Sie sind hier: Home > Finanzen > Börse > News > Eigene >

Argentiniens Weg aus dem Staatsbankrott


Vom Staatsbankrott zum Boom: Argentinien tanzt wieder

28.06.2011, 16:27 Uhr | dpa, mash, t-online.de, dpa

Argentiniens Weg aus dem Staatsbankrott. In Argentinien wird wieder fleißig gebaut, die Wirtschaft läuft gut (Foto: imago)

In Argentinien wird wieder fleißig gebaut, die Wirtschaft läuft gut (Foto: imago)

Vor knapp zehn Jahren stand Argentinien vor dem Staatsbankrott. Die Auslandsschulden von damals umgerechnet 169 Milliarden Euro konnten Ende 2001 nicht mehr bedient werden, in zwei Wochen lösten sich vier Staatschefs nacheinander im Amt ab, Arbeitslosigkeit und Proteste erreichten ein kritisches Niveau. Inzwischen geht es in Argentinien mit fast chinesischem Tempo voran - trotz noch nicht ganz abgeschlossener Umschuldung. Ein Vorbild für Griechenland?

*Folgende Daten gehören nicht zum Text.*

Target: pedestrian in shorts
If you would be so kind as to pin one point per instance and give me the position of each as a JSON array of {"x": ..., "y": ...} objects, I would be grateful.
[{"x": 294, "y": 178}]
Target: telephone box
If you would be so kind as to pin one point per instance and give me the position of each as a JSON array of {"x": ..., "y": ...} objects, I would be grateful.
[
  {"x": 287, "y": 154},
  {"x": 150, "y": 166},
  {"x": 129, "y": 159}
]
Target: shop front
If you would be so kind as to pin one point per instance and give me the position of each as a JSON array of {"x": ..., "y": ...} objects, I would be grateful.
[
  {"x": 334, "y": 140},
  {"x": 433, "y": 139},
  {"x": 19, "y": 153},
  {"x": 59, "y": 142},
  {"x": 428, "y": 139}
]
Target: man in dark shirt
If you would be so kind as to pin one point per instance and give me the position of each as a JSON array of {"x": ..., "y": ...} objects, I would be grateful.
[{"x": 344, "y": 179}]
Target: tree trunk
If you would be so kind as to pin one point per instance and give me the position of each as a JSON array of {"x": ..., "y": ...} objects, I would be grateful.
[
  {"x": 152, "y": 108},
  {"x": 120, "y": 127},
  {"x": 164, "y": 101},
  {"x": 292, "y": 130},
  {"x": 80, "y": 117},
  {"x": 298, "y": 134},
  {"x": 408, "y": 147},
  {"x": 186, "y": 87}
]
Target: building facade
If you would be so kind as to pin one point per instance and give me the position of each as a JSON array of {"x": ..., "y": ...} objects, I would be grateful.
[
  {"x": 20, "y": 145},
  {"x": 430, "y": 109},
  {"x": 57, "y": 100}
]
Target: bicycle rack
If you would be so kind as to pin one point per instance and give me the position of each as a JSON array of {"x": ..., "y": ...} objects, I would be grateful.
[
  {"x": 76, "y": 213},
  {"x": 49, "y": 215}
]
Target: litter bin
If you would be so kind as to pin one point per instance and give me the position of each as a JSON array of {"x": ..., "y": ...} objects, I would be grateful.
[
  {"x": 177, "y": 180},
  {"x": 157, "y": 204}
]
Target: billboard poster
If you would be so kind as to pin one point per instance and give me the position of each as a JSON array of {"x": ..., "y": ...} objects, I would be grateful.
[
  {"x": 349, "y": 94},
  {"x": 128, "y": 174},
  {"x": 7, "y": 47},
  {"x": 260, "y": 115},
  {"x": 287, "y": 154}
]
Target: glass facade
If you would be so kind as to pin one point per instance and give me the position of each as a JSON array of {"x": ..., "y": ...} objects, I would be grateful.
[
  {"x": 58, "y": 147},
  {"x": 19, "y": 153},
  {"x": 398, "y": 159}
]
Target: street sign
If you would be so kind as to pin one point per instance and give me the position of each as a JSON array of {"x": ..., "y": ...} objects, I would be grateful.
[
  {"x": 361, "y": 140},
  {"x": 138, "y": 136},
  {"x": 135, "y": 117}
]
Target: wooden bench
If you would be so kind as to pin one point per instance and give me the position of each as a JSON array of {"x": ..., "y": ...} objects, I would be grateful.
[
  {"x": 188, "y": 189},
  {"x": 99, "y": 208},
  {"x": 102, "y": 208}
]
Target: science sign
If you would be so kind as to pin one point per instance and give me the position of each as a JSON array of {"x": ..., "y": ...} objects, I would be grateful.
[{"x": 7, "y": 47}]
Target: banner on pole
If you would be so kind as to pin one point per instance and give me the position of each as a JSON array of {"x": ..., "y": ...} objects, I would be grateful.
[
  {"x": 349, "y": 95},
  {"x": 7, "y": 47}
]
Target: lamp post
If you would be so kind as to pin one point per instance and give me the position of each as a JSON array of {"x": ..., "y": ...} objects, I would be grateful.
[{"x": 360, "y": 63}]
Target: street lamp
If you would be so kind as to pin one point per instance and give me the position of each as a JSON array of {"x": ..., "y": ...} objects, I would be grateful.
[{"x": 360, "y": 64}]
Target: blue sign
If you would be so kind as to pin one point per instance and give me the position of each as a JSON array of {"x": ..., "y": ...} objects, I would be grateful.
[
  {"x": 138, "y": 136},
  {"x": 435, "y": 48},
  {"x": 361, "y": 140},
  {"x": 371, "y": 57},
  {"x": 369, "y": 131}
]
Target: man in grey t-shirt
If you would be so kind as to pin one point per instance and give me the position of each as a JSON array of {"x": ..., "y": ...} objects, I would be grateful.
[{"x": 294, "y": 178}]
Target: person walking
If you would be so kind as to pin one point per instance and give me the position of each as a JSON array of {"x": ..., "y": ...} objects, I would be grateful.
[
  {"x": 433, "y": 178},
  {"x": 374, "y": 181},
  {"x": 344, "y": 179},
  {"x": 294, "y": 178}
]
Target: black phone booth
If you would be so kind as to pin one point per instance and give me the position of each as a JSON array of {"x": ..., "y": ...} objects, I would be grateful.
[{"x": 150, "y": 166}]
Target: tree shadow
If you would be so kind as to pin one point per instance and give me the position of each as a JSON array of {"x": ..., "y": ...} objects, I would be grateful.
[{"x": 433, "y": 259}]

Der Internationale Währungsfonds (IWF) hatte Argentinien 2000 rund 20 Milliarden Dollar zugesagt, um die Wirtschaft inmitten einer längeren Rezession zu "panzern" - verknüpft mit strengen Sparauflagen. Das hohe Haushaltsdefizit und eine steigende Kapitalflucht durchlöcherten diesen Schild jedoch schon bald. Die Regierung fror im November 2001 die Bankkonten von Millionen Bürgern ein, als der IWF eine Kredittranche von 1,2 Milliarden Dollar verweigerte, weil die zugesagten Sparziele nicht erreicht worden waren.

Tote und Verletzte in Buenos Aires

Die Bevölkerung ging auf die Straße, blockierte Bankfilialen und manche plünderten auch gleich Supermärkte und andere Geschäfte. In Buenos Aires gab es Tote und Verletzte, als die Polizei gegen Demonstranten vorging. Als die Situation gänzlich außer Kontrolle geriet, flüchtete Präsident Fernando de la Rúa am 20. Dezember 2001 per Hubschrauber aus dem Regierungsgebäude, nachdem er noch schnell seinen Rücktritt eingereicht hatte.

Peso um 65 Prozent abgewertet

Am 24. Dezember erklärte Interimspräsident Adolfo Rodríguez Sáa dann die Zahlungsunfähigkeit Argentiniens gegenüber den Gläubigern des Landes und dekretierte zugleich eine Abwertung von 65 Prozent des Peso, der zehn Jahre gesetzlich dem Dollar gleichgestellt gewesen war. So stieg auch der prozentuale Anteil der Auslandsschuld am Bruttoinlandsprodukt von vorher 50 Prozent auf mehr als 100 Prozent. Durch die Abwertung konnten die Argentinier billiger exportieren und konkurrenzfähigere Preise auf dem Weltmarkt erzielen.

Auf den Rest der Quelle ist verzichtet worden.